L'intercession nous conduit au cœur de la vie chrétienne responsable: en pleine solidarité avec les hommes pécheurs et miséreux, étant nous aussi pécheurs et miséreux, nous faisons un pas, nous entrons dans une situation humaine, en communion avec Dieu, qui a fait en Christ le pas décisif pour le salut des hommes. Le Serviteur du Seigneur intercède pour les pécheurs en assumant leur péché, le châtiment qui leur était destiné, en portant leurs infirmités et leurs faiblesses (Isaïe 53,12). Le Christ, par l'incarnation et la mort sur la croix, a donc accompli l'intercession radicale, le pas décisif entre Dieu et l'homme, et désormais, vivant pour toujours auprès de Dieu, il continue à intercéder pour nous, comme grand prêtre miséricordieux (Hébreux 7,25). Sa main sur notre épaule fonde notre confiance et notre audace, notre parresía: «Qui donc condamnera? Le Christ Jésus, celui qui est mort, que dis-je? ressuscité, qui est à la droite de Dieu, qui intercède pour nous?» (Romains 8,34). Le don de l'Esprit nous fait participer à l'intercession du Christ: l'Esprit nous guide pour prier «selon les vues de Dieu» (cf. Romains 8,26-27), c'est-à-dire en conformant notre prière et notre vie à celles du Christ.

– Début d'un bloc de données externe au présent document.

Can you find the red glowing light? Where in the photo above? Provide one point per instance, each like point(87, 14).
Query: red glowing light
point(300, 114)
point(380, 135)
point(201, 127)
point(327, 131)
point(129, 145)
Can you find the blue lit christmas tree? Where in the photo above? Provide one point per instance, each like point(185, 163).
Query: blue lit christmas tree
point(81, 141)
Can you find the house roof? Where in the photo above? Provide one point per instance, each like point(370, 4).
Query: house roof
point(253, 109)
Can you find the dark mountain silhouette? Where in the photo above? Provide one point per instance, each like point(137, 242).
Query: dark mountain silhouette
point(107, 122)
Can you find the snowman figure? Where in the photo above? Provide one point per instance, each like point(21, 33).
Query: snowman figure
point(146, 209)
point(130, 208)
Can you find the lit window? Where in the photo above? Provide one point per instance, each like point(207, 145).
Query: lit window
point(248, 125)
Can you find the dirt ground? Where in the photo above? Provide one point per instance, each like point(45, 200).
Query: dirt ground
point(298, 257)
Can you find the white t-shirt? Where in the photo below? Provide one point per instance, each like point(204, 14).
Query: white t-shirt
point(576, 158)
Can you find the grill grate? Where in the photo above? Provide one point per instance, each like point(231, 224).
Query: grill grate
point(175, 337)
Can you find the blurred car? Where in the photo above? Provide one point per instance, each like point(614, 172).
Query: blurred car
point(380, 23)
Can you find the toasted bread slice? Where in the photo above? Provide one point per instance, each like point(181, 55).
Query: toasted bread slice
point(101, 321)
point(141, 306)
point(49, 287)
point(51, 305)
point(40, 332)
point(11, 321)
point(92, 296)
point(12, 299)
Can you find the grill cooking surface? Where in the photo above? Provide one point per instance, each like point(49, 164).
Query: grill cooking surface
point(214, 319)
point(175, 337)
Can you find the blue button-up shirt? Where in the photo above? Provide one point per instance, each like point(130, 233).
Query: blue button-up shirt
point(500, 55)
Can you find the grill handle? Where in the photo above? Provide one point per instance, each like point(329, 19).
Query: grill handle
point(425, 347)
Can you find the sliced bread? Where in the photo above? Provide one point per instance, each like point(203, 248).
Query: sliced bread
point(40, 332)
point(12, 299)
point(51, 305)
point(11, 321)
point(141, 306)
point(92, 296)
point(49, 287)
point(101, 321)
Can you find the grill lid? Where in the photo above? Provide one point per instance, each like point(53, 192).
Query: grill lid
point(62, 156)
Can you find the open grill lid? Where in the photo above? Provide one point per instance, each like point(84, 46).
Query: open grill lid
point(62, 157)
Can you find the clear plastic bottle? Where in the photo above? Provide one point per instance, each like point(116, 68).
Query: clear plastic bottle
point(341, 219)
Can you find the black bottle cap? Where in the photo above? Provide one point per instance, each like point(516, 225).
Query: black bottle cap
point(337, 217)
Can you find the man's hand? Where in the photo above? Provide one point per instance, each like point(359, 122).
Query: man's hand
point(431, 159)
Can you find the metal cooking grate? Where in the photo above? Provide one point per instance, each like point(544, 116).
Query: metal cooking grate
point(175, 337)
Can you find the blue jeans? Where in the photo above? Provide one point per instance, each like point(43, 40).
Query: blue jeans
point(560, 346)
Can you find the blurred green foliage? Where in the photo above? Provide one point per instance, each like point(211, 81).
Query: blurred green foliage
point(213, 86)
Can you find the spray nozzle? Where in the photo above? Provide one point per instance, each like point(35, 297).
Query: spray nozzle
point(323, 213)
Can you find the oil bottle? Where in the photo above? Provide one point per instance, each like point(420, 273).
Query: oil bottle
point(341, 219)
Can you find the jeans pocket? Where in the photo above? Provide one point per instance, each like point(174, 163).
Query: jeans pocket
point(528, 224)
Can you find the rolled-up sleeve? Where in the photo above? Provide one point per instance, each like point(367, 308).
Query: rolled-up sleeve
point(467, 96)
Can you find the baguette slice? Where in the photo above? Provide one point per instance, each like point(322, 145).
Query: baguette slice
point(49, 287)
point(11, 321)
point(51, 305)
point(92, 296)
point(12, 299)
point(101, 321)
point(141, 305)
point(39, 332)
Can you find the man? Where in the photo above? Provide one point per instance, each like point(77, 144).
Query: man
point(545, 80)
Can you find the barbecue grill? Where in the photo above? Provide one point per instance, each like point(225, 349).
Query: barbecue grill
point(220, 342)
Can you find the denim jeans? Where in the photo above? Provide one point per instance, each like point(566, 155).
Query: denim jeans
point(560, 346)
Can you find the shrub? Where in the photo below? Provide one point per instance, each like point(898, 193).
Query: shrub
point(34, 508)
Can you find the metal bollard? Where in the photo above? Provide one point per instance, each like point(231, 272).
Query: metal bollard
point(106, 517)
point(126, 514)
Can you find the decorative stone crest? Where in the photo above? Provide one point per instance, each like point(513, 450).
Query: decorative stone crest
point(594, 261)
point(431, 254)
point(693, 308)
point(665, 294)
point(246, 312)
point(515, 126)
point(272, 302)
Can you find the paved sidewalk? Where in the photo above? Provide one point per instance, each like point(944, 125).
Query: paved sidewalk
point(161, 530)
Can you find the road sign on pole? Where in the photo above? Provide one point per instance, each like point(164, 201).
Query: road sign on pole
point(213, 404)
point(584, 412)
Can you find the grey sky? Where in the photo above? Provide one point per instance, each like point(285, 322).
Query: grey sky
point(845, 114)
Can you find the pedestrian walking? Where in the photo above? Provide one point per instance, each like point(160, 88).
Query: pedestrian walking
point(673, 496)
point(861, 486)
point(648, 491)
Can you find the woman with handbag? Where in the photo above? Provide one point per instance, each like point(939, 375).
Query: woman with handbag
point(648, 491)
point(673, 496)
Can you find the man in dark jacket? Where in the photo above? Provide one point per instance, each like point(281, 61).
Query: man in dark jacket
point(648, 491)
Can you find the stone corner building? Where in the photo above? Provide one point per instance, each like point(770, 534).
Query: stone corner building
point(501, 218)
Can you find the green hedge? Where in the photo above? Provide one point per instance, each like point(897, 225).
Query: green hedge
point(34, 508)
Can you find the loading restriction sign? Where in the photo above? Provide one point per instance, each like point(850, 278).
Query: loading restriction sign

Ce n'est que dans l'Esprit, qui nous arrache à notre individualité fermée, que nous pouvons prier pour les autres, faire habiter les autres en nous et les porter devant Dieu, en arrivant même à prier pour nos ennemis, passage obligé pour parvenir à aimer nos ennemis (Matthieu 5,44).
Il y a une réciprocité étroite entre la prière pour l'autre et l'amour pour l'autre. On pourrait même dire que le sommet de l'intercession ne consiste pas tant en des paroles prononcées devant Dieu, mais en une vie devant Dieu dans la position du crucifié, les bras étendus, dans la fidélité à Dieu et en solidarité avec les hommes. Et parfois, pour conserver une relation avec l'autre homme, nous ne pouvons absolument rien faire d'autre que le garder dans la prière, dans l'intercession. Dès lors, il est clair que l'intercession n'est pas une fonction, un devoir, quelque chose que l'on fait, mais l'essence même d'une vie dévorée par l'amour de Dieu et des hommes. L’Église devrait se souvenir de tout cela: qu'est-elle d'autre, si ce n'est une intercession auprès de Dieu pour tous les hommes? C'est cela le service vraiment efficace qu'elle est appelée à assurer dans le monde. Un service qui, dans le monde, la situe non comme participant à une croisade, mais comme marquée par la croix!

Tiré de Enzo Bianchi, Les mots de la vie intérieure, Paris, Cerf, 2000.